The experimental data and the fitted curves from Mn PL transients. ZnS/Mn wire samples with a Mn concentration 0.28 at.% which were implanted at temperatures of (a) 300°C and (b) 600°C as well as samples with additional neon irradiation by a total ion fluence of (c) 4.38·1012 cm-2 and of (d) 4.38·1013 cm-2.

Compared to annealing at 300°C, annealing at 600°C strongly reduces the number of defects in the ZnS/Mn nanowires. More defects in the sample means that it is easier for a Mn ion to find a killer center to transfer its excitation energy and the Mn PL intensity decays, therefore, faster. This trend is clearly shown in Figure 5. On the other hand, the neon implantation process after annealing at 600°C introduces additional lattice defects in the nanowires. The higher the neon fluence, the higher is the killer center density in the sample and the faster the Mn PL intensity decays, which is clearly shown in Figure 5.

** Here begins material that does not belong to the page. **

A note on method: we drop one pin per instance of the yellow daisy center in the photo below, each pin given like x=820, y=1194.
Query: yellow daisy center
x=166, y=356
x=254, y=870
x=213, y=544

The best fitting of all the four decay curves with the modified Förster model was obtained by using the effective dimensionality D = 2. The increasing of the effective dimensionality in the samples with higher Mn contents is as expected, since the average distance between Mn ions is now only about 2.5 nm. In a wire of a given diameter of 100 nm, the energy transfer is not only possibly parallel, but also perpendicular to the wire axis. It is, therefore, anticipated that the migration of the excitation energy inside the Mn subsystem is not a pure one-dimensional process anymore. It is worth mentioning that the value D = 2 should not be interpreted as that the energy transfer is only on a plane. It just corresponds to an effective dimension between 1D and 3D in the energy transfer process in the system.

The change of the killer center density is convincingly reflected by the transients of the Mn PL in Figure 5 and the fit parameters. The respective value of line densities of killer centers used by the fitting are n = 0.175 nm-1 for the sample with the lowest number of defects (curve b), n = 0.217 nm-1 (curve c), and n = 0.256 nm-1 (curve d) for the neon implanted samples; n = 0.299 nm-1 (curve a) for the sample annealed at 300°C, and this sample exhibits the highest line density as anticipated. Accounting for the geometry of the wire, the corresponding volume killer center densities are obtained as the following: 6.1·1017 cm-3 for the sample annealed at 600°C (b), 9.4·1017 cm-3 for the sample implanted with lower neon fluences (c), 1.3·1018 cm-3 for the sample implanted with higher neon fluences (d) and 1.8·1018 cm-3 for the sample annealed at 300°C (a), respectively.

Conclusions

We have demonstrated that the PL transient of the Mn internal transition from the 4T1 excited state to the 6A1 ground state becomes faster when additional defects acting as killer centers are introduced in the ZnS/Mn nanowire samples. The number of killer centers can be increased either by decreasing the sample temperature in the Mn implantation process, by decreasing the post-annealing temperature, or by an additional implantation process using Neon ions. The variation of the PL transients with killer center density can be quantitatively described using the modified Förster model for low dimensionality introduced previously. An almost perfect fit for various killer center densities was possible for wires with rather low Mn content (D = 1) and higher Mn concentrations (D = 2). Furthermore, we were able to confirm that the effective dimensionality is determined by the interplay of the average distance between the Mn ions, the killer center densities, and the spatial extensions of the nanowires.